The Muny gives a fresh interpretation to ground-breaking ‘Chorus Line’
by Judith Newmark, St. Louis Post Dispatch
When “A Chorus Line” opened in 1975, it revolutionized musical theater with its origins (a rap session), its heroes and heroines (the “gypsies” who dance in Broadway ensembles) and its bare-bones, uncompromising visual and emotional style.
At the time it closed 15 years later, with nine Tony awards and a Pulitzer Prize in drama to its credit, it was the longest-running show in Broadway history.
But in the interval, the world it depicted was ravaged by plague, by an illness that nobody had even heard of in 1975. AIDS would claim many of the artists involved with “A Chorus Line,” including the original director and choreographer, Michael Bennett. And it would turn all of them into mourners, during the years when dancers seemed to go to friends’ funerals almost as often as they went to class.
After the passage of so much time and the change in so much circumstance, it makes sense to find a fresh take on Bennett’s masterpiece.
And that’s exactly what director and choreographer Denis Jones brings to the production this week at the Muny.
Thoughtfully, he creates that without violating the terms of the script, and while honoring the special advantages of the Muny: He does it by bringing in children.
“A Chorus Line” concerns dancers auditioning for a spot in a new Broadway show.
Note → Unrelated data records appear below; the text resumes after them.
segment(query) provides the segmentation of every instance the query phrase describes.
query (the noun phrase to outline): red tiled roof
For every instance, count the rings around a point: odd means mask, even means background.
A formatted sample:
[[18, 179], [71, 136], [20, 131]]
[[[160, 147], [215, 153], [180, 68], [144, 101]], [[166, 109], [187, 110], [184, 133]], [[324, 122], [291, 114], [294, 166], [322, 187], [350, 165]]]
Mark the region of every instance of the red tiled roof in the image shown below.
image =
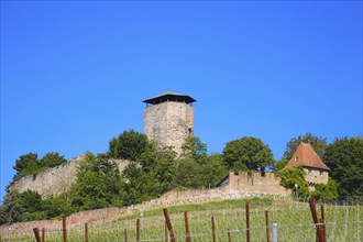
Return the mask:
[[312, 146], [306, 143], [301, 143], [297, 147], [292, 160], [287, 163], [284, 169], [296, 165], [330, 170], [330, 168], [321, 161], [318, 154], [314, 151]]

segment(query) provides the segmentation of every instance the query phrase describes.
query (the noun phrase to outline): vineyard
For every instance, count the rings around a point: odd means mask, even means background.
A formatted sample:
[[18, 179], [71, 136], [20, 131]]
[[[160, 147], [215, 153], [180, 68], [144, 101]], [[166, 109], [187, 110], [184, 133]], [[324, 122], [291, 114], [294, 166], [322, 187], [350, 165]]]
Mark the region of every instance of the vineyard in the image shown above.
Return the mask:
[[[320, 209], [321, 204], [318, 204], [318, 212]], [[362, 200], [324, 202], [323, 209], [327, 241], [363, 241]], [[167, 211], [175, 241], [246, 241], [246, 237], [250, 241], [273, 241], [273, 223], [277, 226], [278, 241], [310, 242], [316, 238], [307, 201], [233, 199], [175, 206], [167, 208]], [[70, 242], [170, 241], [163, 208], [139, 211], [106, 223], [67, 226], [66, 231], [63, 228], [38, 229], [42, 241], [46, 242], [64, 241], [64, 232]], [[35, 241], [33, 231], [9, 232], [1, 234], [1, 238], [3, 242]]]

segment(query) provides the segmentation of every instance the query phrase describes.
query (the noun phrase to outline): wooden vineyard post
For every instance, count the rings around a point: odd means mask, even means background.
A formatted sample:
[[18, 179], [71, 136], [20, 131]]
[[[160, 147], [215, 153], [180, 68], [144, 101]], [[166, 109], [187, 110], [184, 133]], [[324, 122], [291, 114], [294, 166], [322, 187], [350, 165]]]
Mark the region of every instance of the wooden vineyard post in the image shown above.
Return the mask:
[[172, 240], [172, 242], [175, 242], [175, 237], [174, 237], [174, 231], [173, 231], [173, 226], [172, 226], [172, 221], [169, 218], [169, 213], [167, 212], [166, 208], [164, 208], [163, 211], [164, 211], [164, 217], [166, 220], [166, 226], [167, 226], [168, 232], [170, 234], [170, 240]]
[[85, 242], [88, 242], [88, 223], [85, 223]]
[[184, 212], [184, 223], [185, 223], [185, 237], [186, 241], [190, 242], [190, 232], [189, 232], [189, 223], [188, 223], [188, 212]]
[[212, 216], [210, 218], [211, 220], [211, 227], [212, 227], [212, 239], [213, 239], [213, 242], [216, 242], [216, 224], [215, 224], [215, 217]]
[[268, 231], [268, 211], [265, 211], [266, 217], [266, 241], [270, 242], [270, 231]]
[[63, 242], [67, 242], [67, 218], [63, 217]]
[[327, 241], [327, 228], [326, 228], [326, 213], [323, 210], [323, 205], [321, 205], [321, 232], [322, 232], [322, 240]]
[[250, 206], [249, 202], [245, 204], [245, 229], [246, 229], [246, 241], [250, 242]]
[[167, 232], [167, 224], [166, 224], [166, 221], [165, 221], [165, 242], [168, 242], [168, 232]]
[[37, 228], [34, 228], [33, 232], [34, 232], [34, 235], [35, 235], [35, 241], [41, 242], [40, 230]]
[[124, 229], [124, 242], [128, 242], [128, 229]]
[[140, 242], [140, 219], [136, 220], [136, 242]]

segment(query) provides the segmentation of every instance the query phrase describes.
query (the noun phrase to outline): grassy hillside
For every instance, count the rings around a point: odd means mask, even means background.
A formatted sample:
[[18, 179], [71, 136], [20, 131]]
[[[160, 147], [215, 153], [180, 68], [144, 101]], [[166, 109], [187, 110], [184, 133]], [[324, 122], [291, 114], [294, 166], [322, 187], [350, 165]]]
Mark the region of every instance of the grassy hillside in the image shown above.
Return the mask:
[[[272, 223], [277, 223], [278, 241], [315, 241], [315, 226], [307, 202], [272, 199], [234, 199], [208, 204], [169, 207], [168, 212], [176, 241], [185, 240], [184, 211], [188, 211], [191, 241], [212, 241], [211, 217], [215, 218], [217, 241], [245, 241], [245, 204], [250, 205], [251, 241], [266, 241], [265, 211]], [[320, 217], [320, 206], [317, 206]], [[324, 205], [328, 241], [363, 240], [363, 204]], [[89, 241], [135, 241], [136, 219], [140, 219], [141, 241], [165, 241], [163, 209], [135, 212], [107, 223], [88, 224]], [[59, 228], [61, 229], [61, 228]], [[84, 241], [84, 227], [68, 228], [68, 241]], [[14, 235], [15, 237], [15, 235]], [[12, 238], [13, 241], [32, 241], [33, 237]], [[2, 241], [8, 241], [7, 239]], [[45, 241], [63, 241], [62, 230], [45, 232]]]

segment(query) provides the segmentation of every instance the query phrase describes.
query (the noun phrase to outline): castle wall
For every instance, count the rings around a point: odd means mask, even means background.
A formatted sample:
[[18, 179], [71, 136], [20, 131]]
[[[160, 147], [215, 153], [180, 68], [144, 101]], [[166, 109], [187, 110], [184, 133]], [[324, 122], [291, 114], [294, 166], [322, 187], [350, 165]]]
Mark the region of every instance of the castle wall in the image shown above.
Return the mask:
[[274, 173], [265, 173], [263, 176], [257, 172], [252, 173], [252, 175], [230, 172], [227, 186], [231, 190], [243, 190], [246, 193], [289, 195], [290, 190], [280, 186], [279, 182], [280, 178], [276, 177]]
[[305, 179], [311, 185], [311, 189], [317, 184], [327, 184], [329, 173], [322, 169], [304, 167], [306, 173]]
[[[23, 193], [34, 190], [43, 198], [59, 195], [70, 188], [77, 179], [77, 166], [82, 161], [81, 156], [73, 158], [69, 163], [46, 169], [33, 176], [25, 176], [10, 186], [10, 191]], [[120, 170], [129, 164], [127, 161], [111, 160], [116, 162]]]
[[[241, 174], [243, 175], [243, 174]], [[246, 175], [246, 174], [245, 174]], [[242, 178], [240, 180], [245, 182], [245, 186], [235, 185], [234, 182], [238, 177]], [[183, 204], [198, 204], [198, 202], [208, 202], [208, 201], [218, 201], [226, 199], [240, 199], [240, 198], [251, 198], [251, 197], [270, 197], [278, 199], [289, 199], [290, 190], [285, 190], [278, 193], [277, 189], [267, 189], [263, 187], [270, 184], [273, 184], [267, 180], [273, 180], [273, 176], [267, 176], [265, 178], [254, 177], [254, 183], [252, 184], [251, 179], [245, 178], [245, 176], [233, 176], [233, 186], [223, 186], [212, 189], [191, 189], [191, 190], [173, 190], [164, 194], [162, 197], [145, 201], [139, 205], [133, 205], [123, 208], [105, 208], [89, 211], [81, 211], [73, 213], [67, 217], [68, 226], [82, 226], [84, 223], [91, 222], [105, 222], [118, 219], [125, 215], [131, 215], [133, 212], [141, 212], [147, 209], [155, 208], [165, 208], [175, 205]], [[246, 188], [246, 186], [252, 186], [255, 188], [254, 191]], [[270, 193], [268, 193], [270, 191]], [[61, 229], [62, 220], [42, 220], [42, 221], [31, 221], [31, 222], [19, 222], [10, 226], [1, 226], [0, 234], [8, 234], [9, 228], [15, 233], [33, 233], [33, 228], [45, 228], [45, 229]]]
[[144, 132], [150, 140], [182, 154], [183, 143], [194, 134], [194, 109], [176, 101], [150, 106], [144, 110]]

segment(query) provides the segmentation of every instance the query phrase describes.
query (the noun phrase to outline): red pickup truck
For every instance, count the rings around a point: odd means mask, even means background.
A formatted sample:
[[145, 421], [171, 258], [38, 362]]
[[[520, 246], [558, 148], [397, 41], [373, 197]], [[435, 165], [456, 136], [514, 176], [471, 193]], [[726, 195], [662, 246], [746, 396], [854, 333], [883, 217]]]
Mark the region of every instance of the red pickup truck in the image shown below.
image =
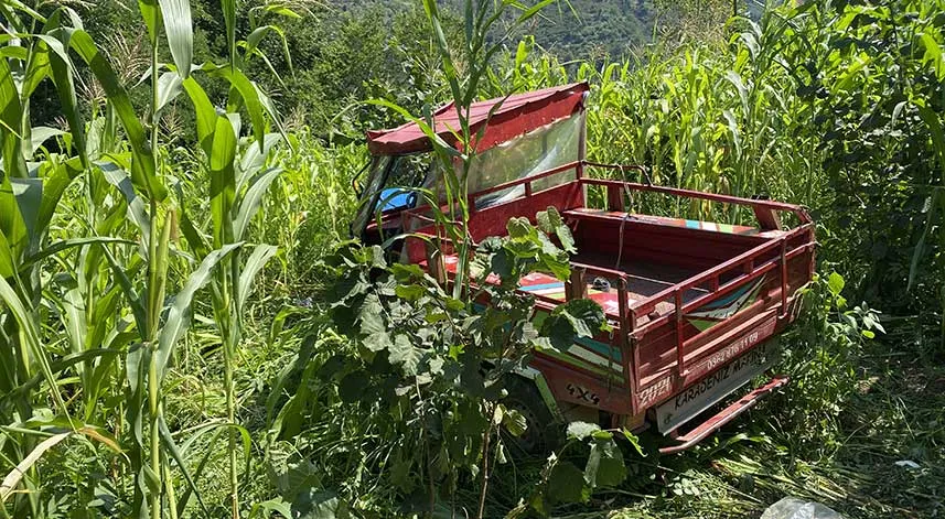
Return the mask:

Zach (Ivan Hernandez), the director/choreographer, eliminates many of the hopefuls after seeing them dance (“I Hope I Get It”).
But he won’t hire all of the dancers who remain. Instead, Zach wants to hear each one talk about his or her life. He’s particularly interested in their childhood stories.
That’s a novel demand, to say the least. The dancers are uncomfortable. Is Zach just power-tripping? Could be, but what choice have they got? They all need jobs. They want to make the final cut. They’ll talk.